Monday, May 2, 2011

Vonnegut the Humanist


Kurt Vonnegut comes from a long line of Freethinkers, those being individual that but their beliefs in science and skepticism instead of the religious text such as the Bible. In 1992 Kurt Vonnegut was named Humanist of the Year by the American Humanist Association, during his acceptance speech he explained what Humanist were, stating "Humanist, moreover, I learned, were strikingly secular in their interests and enthusiasms, did not try to factor God Almighty into their equations, so to speak, along with all that could be seen and heard and felt and smelled and tasted in the here and now" (Vonnegut). Thus, Vonnegut believed in the inherent goodness of humankind and thought that morals derived from that goodness. 
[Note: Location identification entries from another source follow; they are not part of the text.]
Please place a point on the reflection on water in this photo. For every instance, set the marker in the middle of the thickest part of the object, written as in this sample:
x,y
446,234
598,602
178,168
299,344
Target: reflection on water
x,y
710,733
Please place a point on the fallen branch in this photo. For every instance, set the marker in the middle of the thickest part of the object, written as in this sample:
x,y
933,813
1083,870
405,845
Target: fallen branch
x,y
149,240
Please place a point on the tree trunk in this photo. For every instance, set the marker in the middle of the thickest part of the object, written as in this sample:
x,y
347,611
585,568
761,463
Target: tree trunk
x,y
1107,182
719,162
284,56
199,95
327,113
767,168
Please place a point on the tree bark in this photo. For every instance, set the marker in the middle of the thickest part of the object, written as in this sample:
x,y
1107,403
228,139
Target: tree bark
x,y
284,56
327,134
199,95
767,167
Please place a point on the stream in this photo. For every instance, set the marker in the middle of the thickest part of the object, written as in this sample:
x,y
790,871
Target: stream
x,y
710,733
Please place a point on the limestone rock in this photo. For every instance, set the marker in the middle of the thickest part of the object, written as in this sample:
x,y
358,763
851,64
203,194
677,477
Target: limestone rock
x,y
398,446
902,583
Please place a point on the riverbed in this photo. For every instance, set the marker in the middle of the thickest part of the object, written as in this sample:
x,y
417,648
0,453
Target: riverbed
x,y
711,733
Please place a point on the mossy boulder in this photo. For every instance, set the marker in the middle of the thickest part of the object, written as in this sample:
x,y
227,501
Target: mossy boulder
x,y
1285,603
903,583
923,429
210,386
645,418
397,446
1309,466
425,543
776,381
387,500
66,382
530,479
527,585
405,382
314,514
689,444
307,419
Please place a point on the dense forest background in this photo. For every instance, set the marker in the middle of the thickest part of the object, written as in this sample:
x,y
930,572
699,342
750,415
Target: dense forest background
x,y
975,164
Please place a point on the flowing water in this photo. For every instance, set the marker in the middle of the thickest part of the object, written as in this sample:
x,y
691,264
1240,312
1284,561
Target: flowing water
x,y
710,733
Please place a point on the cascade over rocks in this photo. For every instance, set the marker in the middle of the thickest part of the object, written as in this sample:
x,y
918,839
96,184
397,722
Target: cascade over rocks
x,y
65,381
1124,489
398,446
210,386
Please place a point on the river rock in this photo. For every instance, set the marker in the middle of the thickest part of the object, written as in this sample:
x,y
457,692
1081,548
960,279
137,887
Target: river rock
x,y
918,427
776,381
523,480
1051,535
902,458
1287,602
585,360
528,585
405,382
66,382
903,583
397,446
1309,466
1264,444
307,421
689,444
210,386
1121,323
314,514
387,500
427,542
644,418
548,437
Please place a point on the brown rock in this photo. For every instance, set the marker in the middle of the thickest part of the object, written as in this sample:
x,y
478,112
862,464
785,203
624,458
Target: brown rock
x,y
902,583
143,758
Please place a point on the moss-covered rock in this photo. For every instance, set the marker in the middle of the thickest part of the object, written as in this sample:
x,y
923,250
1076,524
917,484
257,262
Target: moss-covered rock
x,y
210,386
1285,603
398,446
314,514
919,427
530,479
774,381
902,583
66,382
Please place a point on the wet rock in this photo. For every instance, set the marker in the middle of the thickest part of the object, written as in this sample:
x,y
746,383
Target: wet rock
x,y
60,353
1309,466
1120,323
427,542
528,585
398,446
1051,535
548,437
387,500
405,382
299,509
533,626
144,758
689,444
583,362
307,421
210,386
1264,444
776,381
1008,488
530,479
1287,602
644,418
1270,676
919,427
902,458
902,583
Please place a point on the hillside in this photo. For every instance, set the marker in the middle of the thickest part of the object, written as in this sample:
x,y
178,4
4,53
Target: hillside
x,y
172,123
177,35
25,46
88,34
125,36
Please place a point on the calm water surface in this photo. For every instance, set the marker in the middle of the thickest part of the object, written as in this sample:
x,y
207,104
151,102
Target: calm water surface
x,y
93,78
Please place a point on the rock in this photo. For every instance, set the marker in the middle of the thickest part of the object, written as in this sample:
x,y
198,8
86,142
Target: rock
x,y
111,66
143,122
Kurt Vonnegut's grandfather, Clemens Vonnegut, wrote essays on Freethinker during the latter half of the 19th century. Vonnegut recounts a quote in 2007 interview with journalist Heather Augustyn of The Humanist magazine, "Clemens had said about Jesus: 'If what he said was good, and it was marvelous, what did it matter if he was God or not?' (The Humanist - March/April 2010). What is remarkable about this view is that good deeds can be from within a person, and not because of a fear of the wrath of a deity. This decision to be good for goodness' sake, because it is the decent, human thing to do provides a much clearer sense of free will. If there is no afterlife, what might be the point of being bad? or good for that matter? The Humanist belief is that while we only get one life, it is a much more enjoyable life if one is good.


Showing his skepticism, Vonnegut even warns of putting too much faith in science and treating it as a new God; again from his acceptance speech, "So science is yet another human made God to which I, unless in a satirical mood, an ironical mood, a lampooning mood, need not genuflect" (Vonnegut). He explains in his speech how when he was younger he was relieved to note that devices of torture, like thumb screws and iron maidens, were not in use anymore. Later, after a lifetime worth of seeing war, from his own service in World War II, to the Korean War, Vietnam, and subsequent military action, he notes "the horrors of those torture chambers--their powers of persuasion--have been upgraded, like those of warfare, by applied science, by the domestication of electricity and the detailed understanding of the human nervous system, and so on" (Vonnegut). Science, while it has no morality, should be influenced by a desire to provide goodness in the world. Instead of finding a God in science, it seems as if we've created a Devil.